Brans-Dicke gravity with a cosmological constant smoothes out $Λ$CDM tensions
Joan Sola, Adria Gomez-Valent, Javier de Cruz Perez, Cristian Moreno-Pulido
TL;DR
The paper tests Brans-Dicke gravity with a cosmological constant (BD-ΛCDM) against modern cosmological data to see if a slowly evolving gravitational coupling can alleviate ΛCDM tensions. By formulating BD in both the fundamental and GR frames and incorporating linear perturbations, the authors fit BD-ΛCDM to Planck 2015 likelihood data plus diverse large-scale structure and distance measurements. They find that BD-ΛCDM provides a better fit than ΛCDM, yields a mild quintessence-like effective EoS near today, and significantly reduces the H0 tension while keeping σ8 in a compatible range. The work demonstrates that an evolving G(t) in BD gravity can reconcile key observables without introducing new exotic components, and it makes concrete predictions for the late-time behavior of the universe and the gravitational coupling.
Abstract
We analyze Brans-Dicke gravity with a cosmological constant, $Λ$, and cold dark matter (BD-$Λ$CDM for short) in the light of the latest cosmological observations on distant supernovae, Hubble rate measurements at different redshifts, baryonic acoustic oscillations, large scale structure formation data, gravitational weak-lensing and the cosmic microwave background under full Planck 2015 CMB likelihood.

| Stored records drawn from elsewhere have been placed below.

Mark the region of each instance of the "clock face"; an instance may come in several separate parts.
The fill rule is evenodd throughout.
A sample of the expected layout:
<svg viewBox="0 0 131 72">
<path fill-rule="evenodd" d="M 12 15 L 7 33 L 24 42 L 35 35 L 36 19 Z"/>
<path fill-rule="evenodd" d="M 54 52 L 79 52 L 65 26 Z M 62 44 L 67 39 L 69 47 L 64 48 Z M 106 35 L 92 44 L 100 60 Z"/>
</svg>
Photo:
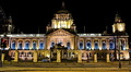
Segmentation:
<svg viewBox="0 0 131 72">
<path fill-rule="evenodd" d="M 124 32 L 124 24 L 117 24 L 117 28 L 119 32 Z"/>
</svg>

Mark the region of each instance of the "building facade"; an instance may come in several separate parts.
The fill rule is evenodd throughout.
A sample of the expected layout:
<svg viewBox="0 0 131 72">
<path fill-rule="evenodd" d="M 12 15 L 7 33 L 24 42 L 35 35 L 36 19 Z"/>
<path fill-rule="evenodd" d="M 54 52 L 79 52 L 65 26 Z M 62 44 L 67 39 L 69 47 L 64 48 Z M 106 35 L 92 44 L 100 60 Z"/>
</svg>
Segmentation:
<svg viewBox="0 0 131 72">
<path fill-rule="evenodd" d="M 107 61 L 112 59 L 129 59 L 129 35 L 126 33 L 126 24 L 116 14 L 112 24 L 112 34 L 76 33 L 71 13 L 62 9 L 55 13 L 51 23 L 46 26 L 45 34 L 12 34 L 13 24 L 11 17 L 7 32 L 0 35 L 7 46 L 2 50 L 9 50 L 9 56 L 17 61 L 39 62 L 48 58 L 50 61 Z M 118 51 L 120 50 L 120 52 Z"/>
</svg>

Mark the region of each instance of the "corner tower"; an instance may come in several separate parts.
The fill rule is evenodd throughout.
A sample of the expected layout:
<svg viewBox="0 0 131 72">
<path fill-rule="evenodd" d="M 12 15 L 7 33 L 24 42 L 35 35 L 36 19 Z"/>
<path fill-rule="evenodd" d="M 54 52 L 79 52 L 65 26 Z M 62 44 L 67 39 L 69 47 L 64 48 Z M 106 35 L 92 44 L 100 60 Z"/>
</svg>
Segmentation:
<svg viewBox="0 0 131 72">
<path fill-rule="evenodd" d="M 126 33 L 126 23 L 121 20 L 120 15 L 117 13 L 115 17 L 115 23 L 112 25 L 112 33 Z"/>
<path fill-rule="evenodd" d="M 75 24 L 73 24 L 73 19 L 71 13 L 66 10 L 64 2 L 62 2 L 62 8 L 59 10 L 51 20 L 51 24 L 47 26 L 47 32 L 50 29 L 72 29 L 75 32 Z"/>
</svg>

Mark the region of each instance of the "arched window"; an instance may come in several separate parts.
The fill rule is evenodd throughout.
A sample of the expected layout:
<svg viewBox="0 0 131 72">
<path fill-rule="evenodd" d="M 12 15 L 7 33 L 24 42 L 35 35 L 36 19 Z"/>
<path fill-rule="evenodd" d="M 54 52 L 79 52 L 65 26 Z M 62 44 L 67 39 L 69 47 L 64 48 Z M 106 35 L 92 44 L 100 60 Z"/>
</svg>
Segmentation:
<svg viewBox="0 0 131 72">
<path fill-rule="evenodd" d="M 103 47 L 102 47 L 102 49 L 106 49 L 106 41 L 103 41 Z"/>
<path fill-rule="evenodd" d="M 25 41 L 25 49 L 29 49 L 29 41 Z"/>
<path fill-rule="evenodd" d="M 12 41 L 12 47 L 11 49 L 15 49 L 15 41 Z"/>
<path fill-rule="evenodd" d="M 87 41 L 86 43 L 86 49 L 91 49 L 92 48 L 92 44 L 91 44 L 91 41 Z"/>
<path fill-rule="evenodd" d="M 50 45 L 50 47 L 53 47 L 55 46 L 55 43 L 53 41 L 51 41 L 51 45 Z"/>
<path fill-rule="evenodd" d="M 83 49 L 84 47 L 83 47 L 83 41 L 80 41 L 80 44 L 79 44 L 79 49 Z"/>
<path fill-rule="evenodd" d="M 39 49 L 44 49 L 44 43 L 43 41 L 39 43 Z"/>
<path fill-rule="evenodd" d="M 126 50 L 126 41 L 121 40 L 121 50 Z"/>
<path fill-rule="evenodd" d="M 68 49 L 70 49 L 70 43 L 67 43 L 67 47 L 68 47 Z"/>
<path fill-rule="evenodd" d="M 114 41 L 109 41 L 109 49 L 115 49 L 115 43 Z"/>
<path fill-rule="evenodd" d="M 36 41 L 33 41 L 33 49 L 36 49 Z"/>
<path fill-rule="evenodd" d="M 19 49 L 22 49 L 22 41 L 19 41 Z"/>
<path fill-rule="evenodd" d="M 94 49 L 98 49 L 98 41 L 94 43 Z"/>
</svg>

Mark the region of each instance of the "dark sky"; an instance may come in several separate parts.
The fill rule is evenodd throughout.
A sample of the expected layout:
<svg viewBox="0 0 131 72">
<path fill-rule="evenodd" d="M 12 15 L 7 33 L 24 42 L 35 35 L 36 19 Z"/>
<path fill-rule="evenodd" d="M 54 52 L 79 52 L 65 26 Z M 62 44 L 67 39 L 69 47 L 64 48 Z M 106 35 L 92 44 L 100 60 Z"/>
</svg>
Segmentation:
<svg viewBox="0 0 131 72">
<path fill-rule="evenodd" d="M 62 0 L 0 0 L 7 15 L 12 15 L 13 24 L 24 33 L 45 33 L 46 25 L 53 14 L 61 9 Z M 78 26 L 78 32 L 102 33 L 106 26 L 111 27 L 115 14 L 119 12 L 126 22 L 127 32 L 131 34 L 131 4 L 128 1 L 110 0 L 64 0 Z"/>
</svg>

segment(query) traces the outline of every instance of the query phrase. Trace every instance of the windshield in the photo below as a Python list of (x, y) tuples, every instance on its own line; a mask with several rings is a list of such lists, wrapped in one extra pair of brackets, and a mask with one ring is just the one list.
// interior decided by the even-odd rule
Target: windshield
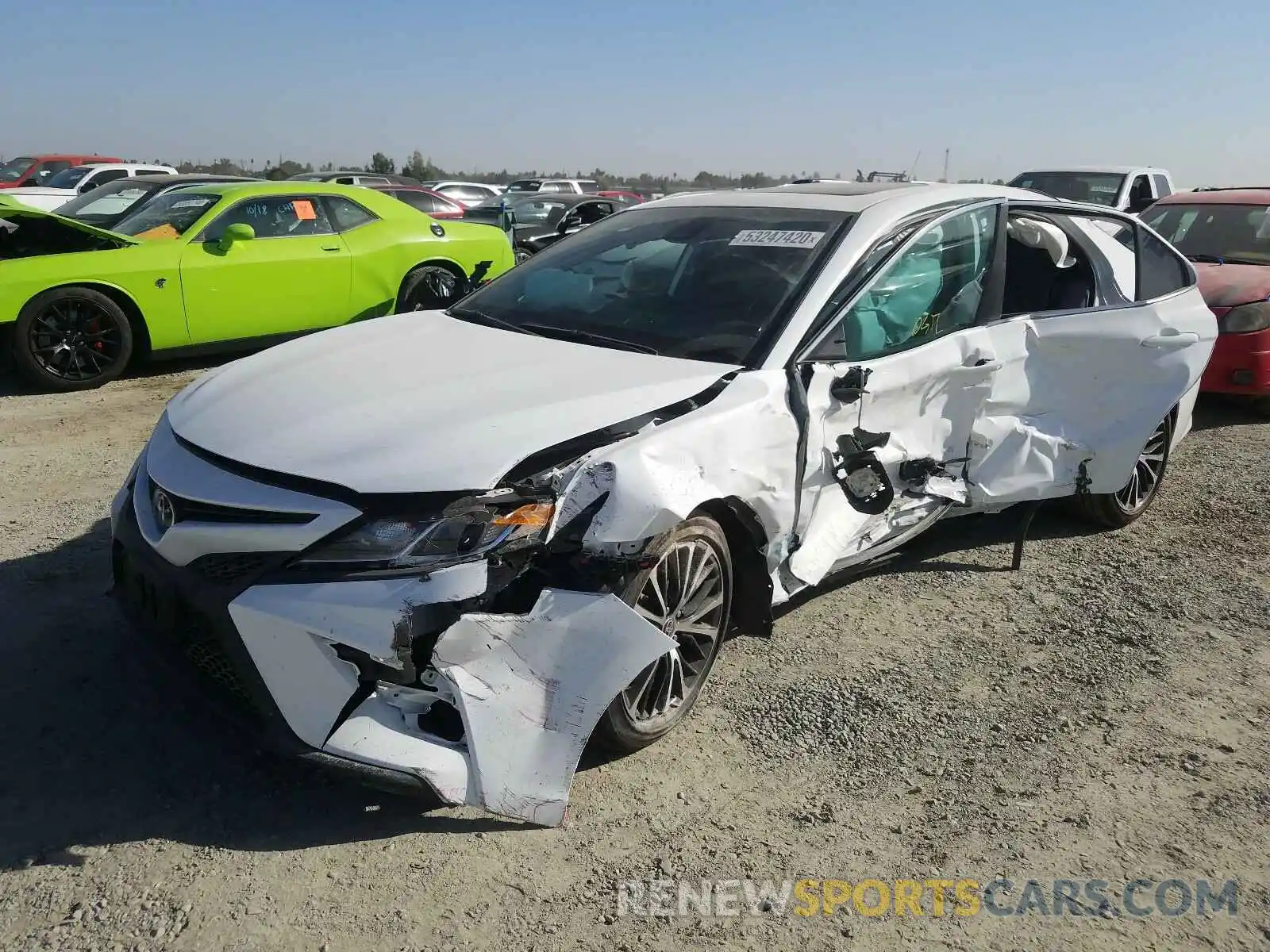
[(177, 189), (133, 212), (113, 230), (135, 237), (180, 237), (220, 201), (212, 192)]
[(1270, 264), (1270, 207), (1157, 204), (1142, 220), (1187, 258)]
[(60, 206), (57, 213), (66, 218), (98, 225), (122, 217), (132, 206), (159, 188), (160, 185), (145, 185), (136, 179), (119, 179), (72, 198)]
[(36, 164), (36, 160), (29, 155), (22, 155), (17, 159), (10, 159), (4, 165), (0, 165), (0, 182), (17, 182), (27, 170)]
[(1118, 171), (1025, 171), (1010, 182), (1054, 198), (1115, 207), (1125, 176)]
[(46, 188), (75, 188), (90, 171), (93, 170), (86, 165), (76, 165), (70, 169), (62, 169), (46, 182), (44, 185)]
[(850, 218), (823, 209), (635, 208), (518, 264), (450, 314), (744, 364)]

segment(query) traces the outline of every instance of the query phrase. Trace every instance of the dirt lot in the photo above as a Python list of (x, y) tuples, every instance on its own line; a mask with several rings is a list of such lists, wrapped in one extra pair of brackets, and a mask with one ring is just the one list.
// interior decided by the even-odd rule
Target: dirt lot
[[(0, 948), (1264, 948), (1270, 424), (1203, 402), (1120, 533), (954, 520), (729, 645), (685, 729), (570, 825), (417, 805), (254, 751), (108, 588), (108, 500), (193, 371), (0, 396)], [(1238, 880), (1237, 913), (617, 916), (659, 873)], [(1151, 894), (1146, 894), (1149, 895)], [(1005, 900), (1012, 902), (1017, 899)], [(927, 906), (930, 910), (930, 906)]]

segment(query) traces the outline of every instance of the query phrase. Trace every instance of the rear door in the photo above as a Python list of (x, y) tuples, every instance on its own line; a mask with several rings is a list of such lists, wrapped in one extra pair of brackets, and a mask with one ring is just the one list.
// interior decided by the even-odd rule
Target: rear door
[[(218, 246), (225, 228), (255, 237)], [(316, 195), (263, 195), (235, 203), (185, 246), (182, 291), (190, 341), (315, 330), (343, 324), (352, 256)]]
[(808, 437), (794, 580), (814, 585), (966, 503), (968, 444), (998, 369), (977, 321), (993, 307), (1003, 207), (904, 225), (831, 298), (796, 364)]
[(1161, 420), (1194, 399), (1215, 319), (1190, 264), (1129, 216), (1012, 202), (1010, 221), (1015, 234), (1058, 226), (1073, 264), (1007, 241), (1003, 316), (987, 326), (1001, 371), (974, 428), (972, 501), (1119, 491)]

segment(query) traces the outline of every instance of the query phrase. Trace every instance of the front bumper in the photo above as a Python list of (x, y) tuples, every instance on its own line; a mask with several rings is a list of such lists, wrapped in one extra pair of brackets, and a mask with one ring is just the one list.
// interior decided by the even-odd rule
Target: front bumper
[[(182, 523), (157, 531), (151, 475), (165, 489), (185, 479), (187, 498), (197, 491), (182, 472), (198, 466), (164, 439), (156, 433), (157, 451), (112, 506), (114, 590), (138, 628), (184, 655), (274, 750), (444, 803), (564, 821), (592, 730), (671, 638), (611, 594), (546, 588), (525, 614), (470, 611), (488, 586), (485, 562), (424, 578), (291, 583), (278, 578), (295, 550), (198, 555), (243, 536), (224, 526), (199, 536), (194, 526), (171, 542)], [(226, 479), (241, 477), (220, 472), (212, 482), (225, 490)], [(438, 619), (441, 631), (429, 630)], [(358, 660), (400, 670), (415, 637), (436, 638), (417, 682), (368, 677)], [(453, 729), (438, 732), (447, 708)]]
[(1209, 393), (1270, 393), (1270, 330), (1219, 334), (1200, 382)]

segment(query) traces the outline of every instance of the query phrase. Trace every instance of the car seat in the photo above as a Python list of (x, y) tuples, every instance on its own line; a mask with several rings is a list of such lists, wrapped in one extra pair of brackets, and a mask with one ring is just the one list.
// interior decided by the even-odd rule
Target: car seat
[(942, 240), (942, 228), (926, 232), (847, 312), (842, 339), (848, 359), (875, 357), (913, 336), (944, 284)]

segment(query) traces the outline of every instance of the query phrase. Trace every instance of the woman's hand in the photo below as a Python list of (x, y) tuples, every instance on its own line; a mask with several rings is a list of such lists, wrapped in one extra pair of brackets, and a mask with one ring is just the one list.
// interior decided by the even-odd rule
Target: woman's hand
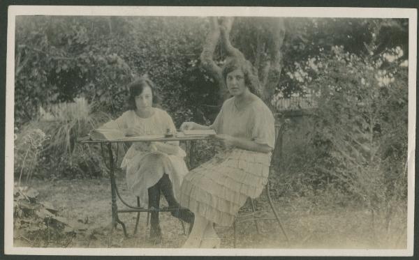
[(126, 137), (133, 137), (137, 135), (141, 135), (142, 133), (138, 128), (126, 128), (124, 130), (124, 134)]
[(184, 122), (180, 125), (180, 130), (193, 130), (194, 128), (196, 128), (196, 125), (197, 123), (194, 122)]

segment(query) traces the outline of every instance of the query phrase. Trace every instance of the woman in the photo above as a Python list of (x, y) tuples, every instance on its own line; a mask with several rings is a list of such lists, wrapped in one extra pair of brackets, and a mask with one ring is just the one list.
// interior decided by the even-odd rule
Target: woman
[(184, 247), (216, 247), (216, 223), (231, 226), (247, 197), (256, 198), (267, 183), (275, 142), (274, 117), (250, 91), (251, 70), (244, 60), (232, 59), (223, 77), (233, 98), (224, 102), (210, 126), (184, 122), (181, 129), (213, 129), (224, 147), (210, 161), (191, 171), (181, 186), (179, 202), (195, 214)]
[[(168, 129), (176, 132), (170, 116), (155, 107), (153, 101), (154, 84), (142, 77), (129, 84), (130, 109), (117, 119), (110, 121), (101, 128), (117, 129), (126, 136), (164, 135)], [(170, 207), (179, 208), (176, 200), (180, 185), (188, 169), (184, 160), (185, 152), (178, 142), (135, 142), (126, 152), (121, 167), (126, 171), (126, 183), (131, 192), (140, 197), (142, 205), (148, 201), (149, 208), (159, 208), (161, 192)], [(188, 223), (193, 221), (193, 214), (182, 209), (172, 215)], [(149, 239), (161, 241), (161, 231), (159, 212), (152, 212)]]

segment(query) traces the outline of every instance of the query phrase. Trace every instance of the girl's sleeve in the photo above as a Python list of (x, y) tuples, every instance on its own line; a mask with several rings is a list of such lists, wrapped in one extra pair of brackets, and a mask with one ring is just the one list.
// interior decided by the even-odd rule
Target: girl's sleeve
[(216, 132), (217, 134), (219, 134), (221, 132), (221, 125), (223, 125), (223, 110), (224, 108), (224, 105), (223, 104), (223, 106), (221, 107), (221, 109), (220, 110), (220, 112), (219, 112), (218, 115), (216, 115), (216, 117), (215, 118), (215, 120), (214, 121), (214, 123), (212, 123), (212, 125), (210, 125), (210, 128), (212, 129), (213, 130), (215, 131), (215, 132)]
[[(166, 111), (164, 112), (164, 114), (166, 115), (165, 121), (166, 125), (166, 129), (164, 130), (164, 132), (166, 133), (166, 130), (168, 128), (170, 130), (170, 132), (175, 133), (177, 130), (176, 130), (176, 126), (175, 125), (175, 123), (173, 123), (172, 116), (170, 116), (170, 115), (169, 115), (169, 114)], [(165, 142), (165, 143), (179, 146), (179, 141)]]
[(121, 115), (121, 116), (118, 117), (115, 120), (111, 120), (105, 123), (104, 123), (102, 126), (101, 126), (100, 129), (115, 129), (115, 130), (122, 130), (124, 128), (127, 128), (126, 124), (126, 116), (127, 113), (124, 112)]
[(274, 116), (267, 108), (262, 107), (261, 111), (253, 113), (251, 139), (258, 144), (267, 144), (272, 148), (275, 146), (275, 125)]

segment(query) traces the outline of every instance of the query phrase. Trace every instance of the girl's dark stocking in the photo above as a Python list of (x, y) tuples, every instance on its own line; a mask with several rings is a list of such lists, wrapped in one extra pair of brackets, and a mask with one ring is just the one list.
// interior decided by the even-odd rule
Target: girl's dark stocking
[(176, 208), (175, 210), (170, 211), (172, 215), (186, 223), (193, 224), (194, 219), (193, 213), (187, 208), (179, 208), (180, 204), (175, 198), (173, 185), (168, 174), (165, 174), (163, 175), (163, 177), (159, 181), (159, 185), (160, 185), (161, 192), (169, 204), (169, 207)]
[[(160, 188), (159, 183), (148, 189), (149, 208), (159, 208), (160, 206)], [(152, 211), (150, 217), (151, 240), (159, 243), (161, 240), (161, 230), (159, 223), (159, 211)]]

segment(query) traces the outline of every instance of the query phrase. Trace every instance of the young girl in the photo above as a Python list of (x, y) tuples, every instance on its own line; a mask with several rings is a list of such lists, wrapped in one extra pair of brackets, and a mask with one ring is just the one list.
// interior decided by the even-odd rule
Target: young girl
[[(153, 99), (154, 84), (141, 77), (129, 84), (130, 110), (101, 128), (119, 130), (125, 136), (164, 135), (168, 129), (176, 132), (169, 114), (155, 107)], [(160, 192), (170, 207), (179, 206), (176, 198), (188, 169), (184, 160), (185, 152), (178, 142), (134, 142), (126, 152), (121, 167), (126, 171), (129, 190), (140, 197), (142, 205), (159, 208)], [(193, 214), (187, 210), (174, 211), (172, 215), (188, 223), (193, 221)], [(154, 243), (161, 240), (159, 212), (152, 212), (149, 239)]]

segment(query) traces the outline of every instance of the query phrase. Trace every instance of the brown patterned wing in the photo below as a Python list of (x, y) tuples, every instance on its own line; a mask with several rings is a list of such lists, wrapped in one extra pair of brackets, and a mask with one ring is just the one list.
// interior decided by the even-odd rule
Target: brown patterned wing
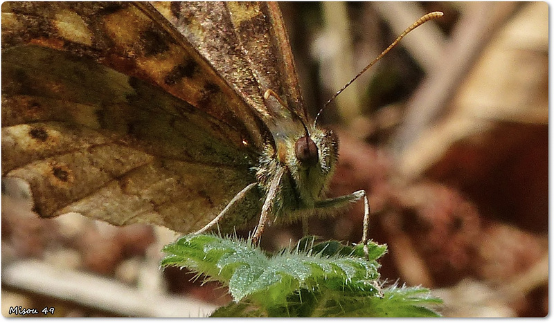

Our analysis includes both the background and perturbations equations. We find that BD-$Λ$CDM is observationally favored as compared to the concordance $Λ$CDM model, which is traditionally defined within General Relativity (GR). In particular, some well-known persisting tensions of the $Λ$CDM with the data, such as the excess in the mass fluctuation amplitude $σ_8$ and specially the acute $H_0$-tension with the local measurements, essentially disappear in this context. Furthermore, viewed from the GR standpoint, BD-$Λ$CDM cosmology mimics quintessence at $\gtrsim3σ$ c.l. near our time.